The most legitimate answer MMTers give to this question, in my view, is that the Job Guarantee requirements would initially need to be more stringent, for political reasons, but that they would nonetheless be susceptible to broadening over time. The problem I have with this is that it seems to concede the small gains in collective consciousness that have already been made in undermining the wage labor relation through the provision of unemployment benefits.
However, I sense that many in the blogosphere would not actually give this answer in any case, but rather would object to such a liberal application of the Job Guarantee.
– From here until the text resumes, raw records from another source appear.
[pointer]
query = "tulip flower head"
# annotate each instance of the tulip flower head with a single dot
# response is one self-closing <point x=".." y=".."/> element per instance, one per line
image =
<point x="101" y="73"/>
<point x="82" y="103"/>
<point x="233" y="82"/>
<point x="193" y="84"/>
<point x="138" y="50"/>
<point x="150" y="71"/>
Some appear to favor workfare and hold to particular notions of “mutual obligation” and the “deserving poor”, or otherwise intend for capitalism to be preserved and want the Job Guarantee to serve that end.
Visions of the Future
It seems to me that there are basically two different visions of where we should be going as a society. For many, not just those on the right, the intention is to preserve capitalist social relations, above all property rights and a class of people who do not possess independent means and so are compelled to sell their labor power to capitalists in exchange for a wage or salary. As technological improvements and mechanization proceed, the intention is to keep the screws tight on the dependent class; i.e. those dependent on capitalists for access to income security (“wage dependency”) or the state for conditional welfare (“welfare dependency”). Capitalism is a system almost entirely based on dependency, and it seems that many people wish to preserve it.
An alternative is to free all people from dependency. Here, the intention is to end the wage labor relation. As much as possible, technological advance and mechanization can free people from unpleasant activities to pursue more fulfilling productive activities and leisure. During the transition, those who are currently in the dependent class who wish to receive higher incomes than others could do so through participation in wage or salary employment, and those who desired such employment but could not obtain it in the regular economy could opt for the Job Guarantee. Meanwhile, people who were ready to embrace free time could be enabled to do so through a Basic Income Guarantee. Independence for all can only occur to the extent capitalist social relations are put behind us. Undermining those coercive social relations is a small step on the way to freedom and liberation.